The new decade of the 21st century demands clean and limitless energy solutions. Cordless electricity, which is a great alternative to traditional energy sources, has the potential to revolutionize the clean energy sector. This is also the reason why so many interesting developments are taking place in the WPT segment:

  • Wireless Advanced Vehicle Electrification (WAVE) is an American technology company that manufactures wireless energy solutions for medium and high power electric vehicles. The charging systems provided by Wave can be installed underground, under roads or in parking lots, and are capable of delivering wireless power up to 1 megawatt.
    Recent reports suggest that Tesla’s next electric truck, Semi, could use Wave’s inductive wireless charging technology to meet its power needs.
  • Beyond Earth is a non-profit research institute that came up with the vision of establishing a fully functioning satellite solar power transmission system. The institute says the proposed wireless system could power industrial applications on earth as well as human operations on the moon.

    The proposed energy system would have two main units; a solar space satellite which would receive energy from the sun and process it via its photovoltaic subunits, concentrators and WPT, and a rectenna receiver which would transmit the energy to the earth or the moon as needed.
    Institute recommends completion of proposed solar satellite wireless power system by 2030.
  • The Indiana Department of Transportation (INDOT) has partnered with Purdue University and German cement company Magment to test magnetic cement roads that could charge electric vehicles as they move on them. In the first phase, Purdue will perform laboratory tests to confirm the viability of the proposed magnetized routes.

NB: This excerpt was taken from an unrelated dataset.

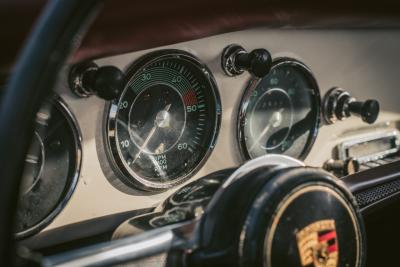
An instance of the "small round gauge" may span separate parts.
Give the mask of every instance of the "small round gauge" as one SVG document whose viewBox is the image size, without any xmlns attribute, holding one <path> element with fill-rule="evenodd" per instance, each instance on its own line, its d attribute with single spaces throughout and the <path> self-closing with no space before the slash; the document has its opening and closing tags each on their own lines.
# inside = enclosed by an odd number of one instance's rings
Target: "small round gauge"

    Once approved by the university, a 1,312-foot (400-meter) test highway would be built using Magment’s magnetic cement, and then road tests would be carried out with 200 kW trucks. If the tests prove successful, the state will use the technology more to develop public roads.
    This terrestrial wireless charging project is part of the ASPIRE Initiative (Advancing Sustainability through Power Infrastructure for Road Electrification) supported by the National Science Foundation and many other public and private institutes.
  • WiTricity, a US-based company, is also working on parking and charging technology that aims to charge electric vehicles via magnetic resonators while vehicles are parked.

Along with IoT and AI, wireless power transmission is also an inevitable technological development that humanity would experience to a whole new level in the years to come.